Herbert Clark argues that language use is more than the sum of a speaker speaking and a listener listening. It is the joint action that emerges when speakers and listeners, writers and readers perform their individual actions in coordination, as ensembles. In contrast to work within the cognitive sciences, which has seen language use as an individual process, and to work within the social sciences, which has seen it as a social process, the author argues strongly that language use embodies both individual and social processes.
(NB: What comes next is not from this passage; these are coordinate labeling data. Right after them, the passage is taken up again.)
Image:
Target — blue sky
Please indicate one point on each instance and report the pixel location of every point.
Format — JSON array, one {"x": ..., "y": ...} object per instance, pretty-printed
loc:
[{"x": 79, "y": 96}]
Download Using Language epub
ISBN: 0521567459
ISBN13: 978-0521567459
Category: Other
Subcategory: Medicine & Health Sciences
Author: Herbert H. Clark
Language: English
Publisher: Cambridge University Press; 1 edition (May 31, 1996)
Pages: 446 pages
ePUB size: 1855 kb
FB2 size: 1244 kb
Rating: 4.8
Votes: 705
Other Formats: lit txt rtf lrf

I have already read some Clark's papers. This book collects a lot of the themes the researcher has developed during his studies.
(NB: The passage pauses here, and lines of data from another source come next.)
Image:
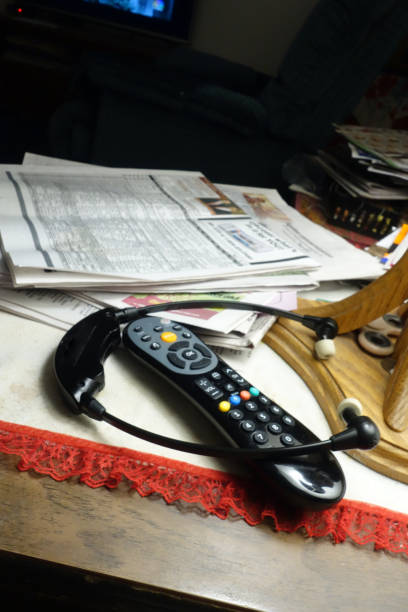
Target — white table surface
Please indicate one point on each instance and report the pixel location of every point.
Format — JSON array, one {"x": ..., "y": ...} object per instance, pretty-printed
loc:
[{"x": 30, "y": 396}]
A very comprehensive and insightful book. Also, Clark is a fantastic writer. The focus of the book is on language, but I found it very useful for my own thinking (I'm a social psychologist interested in moral judgment and decision-making).
Impala Frozen
Using Language is a great way to learn more of what you didn't know you already know about language and the mind.
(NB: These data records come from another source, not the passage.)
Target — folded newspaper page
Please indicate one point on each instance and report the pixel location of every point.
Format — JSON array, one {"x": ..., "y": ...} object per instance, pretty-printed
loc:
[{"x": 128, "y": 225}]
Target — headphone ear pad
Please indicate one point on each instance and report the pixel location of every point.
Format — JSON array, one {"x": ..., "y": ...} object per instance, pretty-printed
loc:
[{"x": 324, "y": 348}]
This is a dense, important, juicy, rewarding book. Clark builds a convincing umbrella theory of language usage. The beauty is in the details, however, as he builds up concept after concept working with the simplest of actual language examples. Joint projects, common ground, grounding, layering, double tracking are some of the top level gems that popped out at me as he demonstrated them. But Clark finds little regularities, rules, and trade-offs at all levels. Every couple of pages brought out a new generality or a new insight. The book made me work and think a lot, but it was hugely worth it. Clark is very clear that his theory is about the usage rather than the structure of language. All us conversationalists know that there are tons of little messages and social adjustments in every utterance; Clark brings these situations and language strategies out like walking into a planetarium to see stars.